Non potevamo, non ci era consentito». Il nodo è proprio questo.
Come aveva già
fatto in passato, anche nel suo libro Giovanni Moro accusa Andreotti di aver
«mentito spudoratamente» quando disse che «una delle vedove di via Fani aveva
minacciato di darsi fuoco in piazza se si fossero aperte qualsivoglia
trattative» senza mai indicarla «perché quella vedova non esisteva». E di
Cossiga, che all' epoca era ministro dell' Interno e si dimise il giorno dopo il
ritrovamento del cadavere di suo padre, dice: «In una democrazia normale avrebbe
probabilmente passato il resto della sua vita a coltivare rose o a scrivere
libri di memorie per riscattare la sua immagine. In Italia è stato invece subito
nominato primo ministro per due volte, presidente del Senato per due volte e
infine presidente della Repubblica. Difficile non sentire in tutto ciò il sapore
di un premio, naturalmente di consolazione».

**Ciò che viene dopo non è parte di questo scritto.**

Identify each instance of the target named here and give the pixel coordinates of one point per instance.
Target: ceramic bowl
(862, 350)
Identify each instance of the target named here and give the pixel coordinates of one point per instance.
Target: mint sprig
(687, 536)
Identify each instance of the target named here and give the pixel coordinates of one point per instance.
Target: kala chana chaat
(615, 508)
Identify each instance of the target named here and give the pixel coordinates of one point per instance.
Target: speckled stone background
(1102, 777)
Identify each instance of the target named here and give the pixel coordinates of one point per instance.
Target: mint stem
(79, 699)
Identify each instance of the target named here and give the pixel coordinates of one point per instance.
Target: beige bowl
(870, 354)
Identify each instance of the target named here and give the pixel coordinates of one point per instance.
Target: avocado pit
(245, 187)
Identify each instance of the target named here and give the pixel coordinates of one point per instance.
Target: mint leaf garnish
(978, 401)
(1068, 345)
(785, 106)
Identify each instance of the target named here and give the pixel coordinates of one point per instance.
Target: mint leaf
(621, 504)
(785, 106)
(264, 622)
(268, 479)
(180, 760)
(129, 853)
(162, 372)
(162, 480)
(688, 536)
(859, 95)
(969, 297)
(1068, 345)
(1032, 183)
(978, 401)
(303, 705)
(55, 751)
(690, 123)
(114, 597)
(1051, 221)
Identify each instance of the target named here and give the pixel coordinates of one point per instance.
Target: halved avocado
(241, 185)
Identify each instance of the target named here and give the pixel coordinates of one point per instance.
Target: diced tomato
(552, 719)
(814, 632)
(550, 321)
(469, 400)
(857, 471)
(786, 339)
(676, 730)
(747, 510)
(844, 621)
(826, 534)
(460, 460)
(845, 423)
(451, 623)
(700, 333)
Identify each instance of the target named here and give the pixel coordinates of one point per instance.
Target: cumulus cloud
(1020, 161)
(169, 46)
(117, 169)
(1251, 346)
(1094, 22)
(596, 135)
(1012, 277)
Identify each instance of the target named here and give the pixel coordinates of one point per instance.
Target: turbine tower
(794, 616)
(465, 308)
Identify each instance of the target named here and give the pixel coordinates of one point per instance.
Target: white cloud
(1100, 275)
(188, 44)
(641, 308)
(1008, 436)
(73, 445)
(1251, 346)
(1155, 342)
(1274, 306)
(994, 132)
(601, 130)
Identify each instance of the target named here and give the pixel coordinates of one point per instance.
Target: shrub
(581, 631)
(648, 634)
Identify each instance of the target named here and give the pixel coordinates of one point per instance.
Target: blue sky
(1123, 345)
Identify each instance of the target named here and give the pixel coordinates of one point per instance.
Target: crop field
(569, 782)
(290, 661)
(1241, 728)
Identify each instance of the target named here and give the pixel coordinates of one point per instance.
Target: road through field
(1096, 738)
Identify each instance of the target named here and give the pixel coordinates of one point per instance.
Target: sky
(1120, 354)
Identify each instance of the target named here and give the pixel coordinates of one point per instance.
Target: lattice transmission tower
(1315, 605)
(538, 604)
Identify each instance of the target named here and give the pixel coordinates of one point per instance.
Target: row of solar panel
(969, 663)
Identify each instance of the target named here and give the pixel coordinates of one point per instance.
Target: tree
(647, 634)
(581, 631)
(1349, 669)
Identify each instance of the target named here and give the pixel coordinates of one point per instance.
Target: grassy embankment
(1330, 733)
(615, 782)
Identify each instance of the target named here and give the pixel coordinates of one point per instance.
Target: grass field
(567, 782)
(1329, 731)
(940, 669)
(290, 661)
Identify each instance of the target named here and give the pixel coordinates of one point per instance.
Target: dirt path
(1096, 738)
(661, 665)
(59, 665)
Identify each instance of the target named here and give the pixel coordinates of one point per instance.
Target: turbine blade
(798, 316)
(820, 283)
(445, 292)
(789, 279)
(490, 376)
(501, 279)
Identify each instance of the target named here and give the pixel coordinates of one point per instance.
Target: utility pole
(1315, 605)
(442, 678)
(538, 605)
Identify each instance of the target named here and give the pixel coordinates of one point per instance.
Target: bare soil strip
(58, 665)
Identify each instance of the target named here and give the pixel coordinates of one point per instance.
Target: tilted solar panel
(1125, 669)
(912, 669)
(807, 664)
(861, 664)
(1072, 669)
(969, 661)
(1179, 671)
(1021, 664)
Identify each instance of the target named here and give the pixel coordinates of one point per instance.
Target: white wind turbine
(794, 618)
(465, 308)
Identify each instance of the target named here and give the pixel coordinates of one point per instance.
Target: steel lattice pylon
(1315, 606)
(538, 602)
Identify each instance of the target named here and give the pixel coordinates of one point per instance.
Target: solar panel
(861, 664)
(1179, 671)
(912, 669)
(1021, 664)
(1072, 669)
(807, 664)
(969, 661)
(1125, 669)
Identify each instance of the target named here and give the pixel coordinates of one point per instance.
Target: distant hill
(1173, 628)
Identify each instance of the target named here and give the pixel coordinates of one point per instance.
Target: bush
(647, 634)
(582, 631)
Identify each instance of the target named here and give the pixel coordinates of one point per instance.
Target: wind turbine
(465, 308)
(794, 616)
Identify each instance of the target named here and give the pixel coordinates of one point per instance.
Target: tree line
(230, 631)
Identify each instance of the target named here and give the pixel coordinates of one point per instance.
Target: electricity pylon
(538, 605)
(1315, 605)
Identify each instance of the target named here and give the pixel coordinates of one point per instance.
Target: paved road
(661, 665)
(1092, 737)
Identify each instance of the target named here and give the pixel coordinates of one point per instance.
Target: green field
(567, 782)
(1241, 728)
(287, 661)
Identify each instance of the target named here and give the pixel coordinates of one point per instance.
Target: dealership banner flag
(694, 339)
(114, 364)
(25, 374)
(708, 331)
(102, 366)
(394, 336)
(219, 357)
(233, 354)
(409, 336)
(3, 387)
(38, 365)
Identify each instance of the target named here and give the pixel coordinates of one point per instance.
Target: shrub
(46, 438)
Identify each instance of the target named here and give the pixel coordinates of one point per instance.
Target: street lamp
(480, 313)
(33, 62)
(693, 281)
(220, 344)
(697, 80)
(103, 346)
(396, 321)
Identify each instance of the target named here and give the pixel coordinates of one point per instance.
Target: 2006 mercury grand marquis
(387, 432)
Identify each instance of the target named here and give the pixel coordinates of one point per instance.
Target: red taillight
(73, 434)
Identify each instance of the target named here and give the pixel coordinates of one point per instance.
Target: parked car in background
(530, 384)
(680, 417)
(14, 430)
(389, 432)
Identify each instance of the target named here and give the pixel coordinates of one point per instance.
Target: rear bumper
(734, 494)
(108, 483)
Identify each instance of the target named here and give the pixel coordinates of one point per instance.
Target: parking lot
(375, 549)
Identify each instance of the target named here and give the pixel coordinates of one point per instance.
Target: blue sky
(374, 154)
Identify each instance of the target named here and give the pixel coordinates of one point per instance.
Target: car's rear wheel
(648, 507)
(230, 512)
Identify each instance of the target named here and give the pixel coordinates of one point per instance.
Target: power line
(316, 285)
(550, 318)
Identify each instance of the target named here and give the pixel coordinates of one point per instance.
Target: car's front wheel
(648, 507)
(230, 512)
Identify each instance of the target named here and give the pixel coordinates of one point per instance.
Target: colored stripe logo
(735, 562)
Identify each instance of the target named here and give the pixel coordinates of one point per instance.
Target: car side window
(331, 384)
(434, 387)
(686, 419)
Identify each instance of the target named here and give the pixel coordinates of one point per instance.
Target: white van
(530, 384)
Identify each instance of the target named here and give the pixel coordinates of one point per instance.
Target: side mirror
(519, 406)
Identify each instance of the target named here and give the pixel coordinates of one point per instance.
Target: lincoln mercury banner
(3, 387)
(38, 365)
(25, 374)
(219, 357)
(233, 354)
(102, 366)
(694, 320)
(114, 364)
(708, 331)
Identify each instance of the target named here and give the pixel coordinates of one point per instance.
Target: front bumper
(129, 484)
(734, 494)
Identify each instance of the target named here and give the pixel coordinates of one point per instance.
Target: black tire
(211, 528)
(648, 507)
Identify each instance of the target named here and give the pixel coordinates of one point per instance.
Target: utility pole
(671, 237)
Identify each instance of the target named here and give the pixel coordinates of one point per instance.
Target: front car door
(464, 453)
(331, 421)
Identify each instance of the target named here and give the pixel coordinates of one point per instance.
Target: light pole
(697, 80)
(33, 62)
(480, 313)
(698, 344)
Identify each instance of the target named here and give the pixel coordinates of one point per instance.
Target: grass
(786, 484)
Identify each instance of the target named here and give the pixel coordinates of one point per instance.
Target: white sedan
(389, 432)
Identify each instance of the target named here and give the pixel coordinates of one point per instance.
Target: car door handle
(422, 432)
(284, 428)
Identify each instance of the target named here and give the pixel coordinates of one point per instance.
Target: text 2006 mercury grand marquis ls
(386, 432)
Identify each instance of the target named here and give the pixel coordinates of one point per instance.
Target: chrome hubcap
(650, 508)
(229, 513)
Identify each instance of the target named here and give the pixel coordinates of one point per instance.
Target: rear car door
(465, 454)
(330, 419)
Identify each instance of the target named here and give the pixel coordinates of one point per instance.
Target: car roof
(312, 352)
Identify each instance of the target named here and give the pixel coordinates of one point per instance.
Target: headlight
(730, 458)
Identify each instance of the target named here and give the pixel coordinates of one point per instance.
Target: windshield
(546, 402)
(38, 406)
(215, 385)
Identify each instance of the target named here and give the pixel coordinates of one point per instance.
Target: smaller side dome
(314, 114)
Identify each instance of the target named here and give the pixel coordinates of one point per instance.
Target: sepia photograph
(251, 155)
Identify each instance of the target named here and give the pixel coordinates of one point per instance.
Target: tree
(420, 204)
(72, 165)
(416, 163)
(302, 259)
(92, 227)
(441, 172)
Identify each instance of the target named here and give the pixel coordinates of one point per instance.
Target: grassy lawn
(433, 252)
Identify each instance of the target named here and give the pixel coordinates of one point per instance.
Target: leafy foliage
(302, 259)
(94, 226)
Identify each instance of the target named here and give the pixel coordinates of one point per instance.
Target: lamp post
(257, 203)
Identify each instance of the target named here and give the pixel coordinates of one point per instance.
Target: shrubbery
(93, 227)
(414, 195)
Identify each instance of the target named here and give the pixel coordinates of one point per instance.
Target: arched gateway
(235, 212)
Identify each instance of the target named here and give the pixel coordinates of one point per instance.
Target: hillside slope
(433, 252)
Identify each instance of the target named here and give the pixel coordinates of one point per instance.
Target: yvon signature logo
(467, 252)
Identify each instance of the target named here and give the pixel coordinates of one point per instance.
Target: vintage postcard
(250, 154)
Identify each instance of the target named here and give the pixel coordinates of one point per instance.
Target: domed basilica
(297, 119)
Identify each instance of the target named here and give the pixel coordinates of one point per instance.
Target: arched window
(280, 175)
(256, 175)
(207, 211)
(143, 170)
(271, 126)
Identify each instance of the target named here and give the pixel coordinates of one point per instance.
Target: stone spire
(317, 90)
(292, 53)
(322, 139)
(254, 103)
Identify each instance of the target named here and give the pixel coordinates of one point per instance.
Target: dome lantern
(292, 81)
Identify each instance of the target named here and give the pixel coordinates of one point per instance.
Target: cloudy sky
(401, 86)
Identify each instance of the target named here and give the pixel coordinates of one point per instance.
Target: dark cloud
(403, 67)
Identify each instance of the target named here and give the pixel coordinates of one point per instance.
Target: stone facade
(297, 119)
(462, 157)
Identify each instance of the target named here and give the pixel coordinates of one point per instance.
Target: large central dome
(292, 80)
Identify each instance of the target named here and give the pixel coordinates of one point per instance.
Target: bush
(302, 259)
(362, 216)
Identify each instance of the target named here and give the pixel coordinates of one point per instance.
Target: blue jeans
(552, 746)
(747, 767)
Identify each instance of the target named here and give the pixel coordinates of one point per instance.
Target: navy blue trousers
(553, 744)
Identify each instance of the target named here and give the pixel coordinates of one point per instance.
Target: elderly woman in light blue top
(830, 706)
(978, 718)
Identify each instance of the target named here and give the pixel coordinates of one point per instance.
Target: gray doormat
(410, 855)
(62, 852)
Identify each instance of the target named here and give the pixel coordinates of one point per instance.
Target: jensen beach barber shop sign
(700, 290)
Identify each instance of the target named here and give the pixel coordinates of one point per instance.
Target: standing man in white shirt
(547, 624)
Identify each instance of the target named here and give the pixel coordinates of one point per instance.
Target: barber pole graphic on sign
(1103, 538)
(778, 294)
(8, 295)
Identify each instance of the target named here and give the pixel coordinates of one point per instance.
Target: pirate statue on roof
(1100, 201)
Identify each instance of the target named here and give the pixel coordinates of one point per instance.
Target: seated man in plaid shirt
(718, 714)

L' ex capo dello Stato, ora senatore a vita, non si
sottrae quando gli si chiede di rispondere a questo giudizio. E il tono si fa
ancora più tagliente: «È un poveretto». Ironicamente aggiunge: «Questo libro
piacerà molto ai figli e alle mogli di quegli uomini che facevano la scorta a
suo padre». Respinge invece l' idea che queste considerazioni siano frutto di
quel dolore che segna la vita di chi ha avuto un familiare ucciso dai
terroristi: «Lui è segnato dal contratto che ha firmato con il suo editore».
Affermazioni che rischiano di alimentare altre tensioni, ulteriori polemiche.